Zırhını giymiş, kılıcını kuşanmış, ordusuna emir komuta eden bir peygamber hayal edemiyoruz. Ilımlı İslam projelerinin geçer akçe olduğu günümüzde, cihadı konuşmak, savaşı konuşmak konjöktüre aykırı. Cihat eden bir peygamber tasavvuruna sahip değiliz. Savaşı ve cihadı Peygamber Efendimize yakıştıramıyoruz ama Allah yakıştırıyor.
Efendimiz ; ‘´Benim bir takım isimlerim vardır: Ben, Muhammed´im, ben Ahmed´im, ben Mâhi´yim ki Yüce Allah küfrü benim elimle yok edecektir.´´ buyuruyor. (Buhari, Menakıp,17,Tefsir,61/1).
Yine efendimiz kendisi için ‘´Ben Nebiyyül-melhameyim. ‘´ yani “Ben savaş peygamberiyim = Savaşın kendisi için meşru kılındığı peygamberim.” buyuruyor.(Müsned 4. cilt,395,404)

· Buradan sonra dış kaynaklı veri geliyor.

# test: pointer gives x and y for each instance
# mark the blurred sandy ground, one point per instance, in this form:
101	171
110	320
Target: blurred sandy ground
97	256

Elbette ki efendimiz dünyaya sadece savaş içinde gelmemiştir. O barışın da peygamberidir ama efendimiz, onurlu bir savaşı onursuz bir barışa tercih etmiştir. Yeryüzünü ifsat etmek için Müslümanların topraklarını işgal eden, onları yurtlarından çıkaran zorbalarla savaşmaktan çekinmemiştir. Birileri sadece zorbalıktan anlıyorsa, onun zulmünden insanları korumak için savaşmaktan başka çare yoktur.